Jun 16, 2021 11 min read

The quality of a good code is measured by, among other elements, the ability to understand the context around its design, thus permitting maintenance later on. It should also be easy to read, and have comments that explain the role the code plays, as well as its functions. This underscores two of the most fundamental elements of developing and documenting code.

For the entire computation process to be complete, execution should also be included, and, depending on the programming tools being used, communication of the results. Notably, an interactive computing interface already exists that combines all these mentioned elements. It’s known as the Jupyter Notebook.

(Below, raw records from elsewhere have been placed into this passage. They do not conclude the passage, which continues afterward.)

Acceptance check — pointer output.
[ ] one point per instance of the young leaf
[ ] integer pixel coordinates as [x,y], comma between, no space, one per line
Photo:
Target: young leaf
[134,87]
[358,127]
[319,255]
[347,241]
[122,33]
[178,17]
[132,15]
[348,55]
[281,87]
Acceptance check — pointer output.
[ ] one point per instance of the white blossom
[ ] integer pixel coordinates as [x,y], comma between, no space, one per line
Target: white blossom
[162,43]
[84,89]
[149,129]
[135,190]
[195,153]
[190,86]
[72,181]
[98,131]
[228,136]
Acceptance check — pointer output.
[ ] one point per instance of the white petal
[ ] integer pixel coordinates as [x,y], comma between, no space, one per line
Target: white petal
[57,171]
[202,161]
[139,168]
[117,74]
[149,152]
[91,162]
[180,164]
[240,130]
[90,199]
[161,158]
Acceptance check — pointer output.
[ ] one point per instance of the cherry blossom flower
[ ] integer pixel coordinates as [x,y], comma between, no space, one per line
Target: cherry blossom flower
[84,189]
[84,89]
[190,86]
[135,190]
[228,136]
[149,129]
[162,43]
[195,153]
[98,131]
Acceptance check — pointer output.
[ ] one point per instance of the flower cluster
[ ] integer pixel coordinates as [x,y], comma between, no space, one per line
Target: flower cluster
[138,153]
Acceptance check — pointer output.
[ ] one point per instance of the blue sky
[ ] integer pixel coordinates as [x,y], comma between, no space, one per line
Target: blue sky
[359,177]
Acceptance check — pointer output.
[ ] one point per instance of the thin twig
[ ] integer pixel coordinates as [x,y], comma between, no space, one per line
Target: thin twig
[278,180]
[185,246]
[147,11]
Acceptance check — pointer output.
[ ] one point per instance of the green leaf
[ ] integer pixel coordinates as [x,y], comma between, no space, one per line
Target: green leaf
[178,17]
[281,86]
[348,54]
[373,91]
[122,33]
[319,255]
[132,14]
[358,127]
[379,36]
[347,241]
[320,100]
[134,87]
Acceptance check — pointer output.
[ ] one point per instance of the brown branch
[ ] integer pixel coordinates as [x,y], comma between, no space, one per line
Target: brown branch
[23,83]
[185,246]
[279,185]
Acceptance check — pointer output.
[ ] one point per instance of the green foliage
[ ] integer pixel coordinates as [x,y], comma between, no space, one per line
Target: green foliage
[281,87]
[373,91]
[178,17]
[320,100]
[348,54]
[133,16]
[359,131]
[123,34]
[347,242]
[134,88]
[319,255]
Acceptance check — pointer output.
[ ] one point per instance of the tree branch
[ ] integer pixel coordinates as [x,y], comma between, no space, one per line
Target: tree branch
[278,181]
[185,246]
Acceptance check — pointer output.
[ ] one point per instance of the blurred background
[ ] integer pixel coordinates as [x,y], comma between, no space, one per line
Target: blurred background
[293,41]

This article discusses exhaustively what is Jupyter Notebook, its uses, how to set it up on your computer, and whether it’s ideal for beginners. Importantly, this article is essentially a Jupyter Notebook tutorial on various aspects of the application, including using it for web scraping.

What is a Jupyter Notebook?

From basic computing principles, a notebook interface is a coding environment that allows for the development of code, as well as documentation of the logic behind the code. Simply, it’s an environment that facilitates literate programming. At launch in 1987, the notebook interface was a system of documenting mathematical metaphors to support mathematical applications that undertook the computation.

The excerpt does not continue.